Team 707 Success Stories
WPRA All-Around World Champion is 100% Navajo, 100% winner
Native American Debbie Robbins has been roping since she was about six years old. Growing up in Dilcon, Ariz., riding alongside her dad and cousins, she picked up — and perfected — the skill that would one day be her life. Fast-forward to 2007, when her hard work really paid off and Debbie cinched the Women's Professional Rodeo Association (WPRA) All-Around World Champion title. Anyone who follows the sport might've seen it coming: She'd already earned 2006 WPRA All-Around Reserve Champion (this just coming off a broken ankle) and was also the 2002 WPRA Rookie of the Year!
"Being a WPRA winner is partly because I have sound, healthy horses," she says, "and that's because of Formula 707."
1.8 seconds - "Fastest I ever roped!"
Asked about one of her most memorable runs, Debbie does a mental rundown of all the rodeos — Indian and otherwise — that she's competed in, and flashes back a couple years to her brilliant breakaway performance at "K-town" (Kayenta, Ariz.).
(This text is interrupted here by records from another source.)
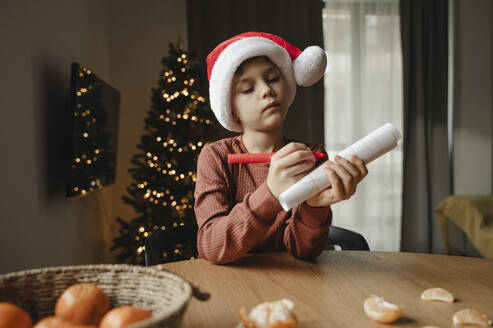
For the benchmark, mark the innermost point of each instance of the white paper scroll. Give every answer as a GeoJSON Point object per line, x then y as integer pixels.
{"type": "Point", "coordinates": [368, 148]}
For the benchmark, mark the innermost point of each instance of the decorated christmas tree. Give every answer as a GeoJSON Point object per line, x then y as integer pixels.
{"type": "Point", "coordinates": [178, 125]}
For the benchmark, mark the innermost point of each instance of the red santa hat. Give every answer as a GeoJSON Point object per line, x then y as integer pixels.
{"type": "Point", "coordinates": [298, 67]}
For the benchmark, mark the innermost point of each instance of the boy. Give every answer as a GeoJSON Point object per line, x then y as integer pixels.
{"type": "Point", "coordinates": [252, 79]}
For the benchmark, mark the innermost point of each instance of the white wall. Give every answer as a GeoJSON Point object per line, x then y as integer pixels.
{"type": "Point", "coordinates": [123, 43]}
{"type": "Point", "coordinates": [473, 97]}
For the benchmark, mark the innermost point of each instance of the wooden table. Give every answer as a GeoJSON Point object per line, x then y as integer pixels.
{"type": "Point", "coordinates": [329, 291]}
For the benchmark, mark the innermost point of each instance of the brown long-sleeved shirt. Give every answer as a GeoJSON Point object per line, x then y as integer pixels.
{"type": "Point", "coordinates": [237, 213]}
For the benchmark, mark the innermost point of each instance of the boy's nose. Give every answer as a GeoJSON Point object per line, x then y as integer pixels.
{"type": "Point", "coordinates": [267, 90]}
Her brother, Daniel, would be pushing the critter — a "very fast calf" — from the chute. Debbie knew she needed to beat him out, but for that she'd have to crowd the barrier and risk a costly 10-second penalty. It happened so quickly — just 1.8 seconds 'til she had him in her lariat — that Debbie says she even surprised herself a bit.
"My horses were getting worn down"
But all of the travel/trailer time between rodeos began to take a toll on her animals, Debbie recalls one example: Speedy, a nine-year-old mare, performed at four rodeos in rapid succession. For the first two she ran well, but the third and fourth she seemed "heavy" and "just didn't have the energy." Some good friends, Jeff and Claudia Lors, also rodeo competitors, suggested Debbie give Formula 707 products a try. She confirms the noticeable change. "I soon saw such a marked difference in the recovery time of my roping horses. The bend and flex they now have I attribute to Formula 707."
Head or heels, Formula 707 gives the competitive edge
Quizzed about her preference, Debbie admits she'd rather head than heel.
"I have a higher percentage of catches when heading; heeling is harder." She's been on the circuit since 1989 and has no shortage of partners for the team roping event. Rounding out her stable of four-legged partners are 13-year-old Mouse and nine-year-old Spencer, both head horses. To keep her string in top shape, she uses Formula 707 Daily Essentials™, Biostride™ for hooves and Restore™ to balance electrolytes and replace minerals lost from sweating in the hot Arizona summers. The result? "I've been using 707 products for a couple of years now," she says. "With it, my horses give me more than 100%. It's just good stuff."
Winning Glo-N-Go leads to a winning season
Although Lorie Diodosio grew up in Pueblo, CO, on weekends she would go with her parents to their family farm outside of Fowler.
“It was basically like having a double life,” she joked.
Having a country connection gave her an early start in barrel racing and showing horses, and when asked how long she’d been at it, she said, “Before I can even remember.” But even at a young age, Diodosio said, “I just knew I liked barrel racing more.”
Today, Lorie lives outside of Fowler with her husband Mike. She continues to concentrate on her barrel racing and recently found something to give her and her horse a bit of an edge.
Here’s how she tells the story. “My husband won some Formula 707 Glo-N-Go™ at the CPRA finals, and. since it was near the end of the season we didn’t give it to his horse, but saved it for my horse at the start of the next season,” said Lorie.
Her barrel futurity horse, Got Grace, was just starting to tour, and according to Diodosio, was nervous and high-strung. But, she notes, this is a very high-stress time in a young horse’s life. Hauling and leaving home for the first time, sometimes for weeks at a time, can make it very hard for a horse to keep weight on, and keep positive energy up, Diodosio said, but Glo-N-Go helped lay those worries to rest for Got Grace.
That season, Got Grace took the barrel-racing scene by storm.
“We were in the money at the Speedhorse Gold Cup Futurity, High Plains and Cornhusker Futurity, and won the Speedhorse Silver Cup Futurity, winning not only the average, but also the second go.” Total winnings at the Speedhorse Silver Cup: $29,000.
“Glo-n-Go definitely made a difference,” she said.
All together, Mike and Lorie have fourteen horses, including racing horses, brood mares and colts. As someone who’s been racing since before she can remember, Lorie has tried a number of supplements, but she trusts and uses Formula 707 Glo-N-Go because, “I know that it does really work.”
Come spring, Lorie will be riding a different horse, Sly Fortune, out to the races. But you can bet Glo-n-Go will be on his menu.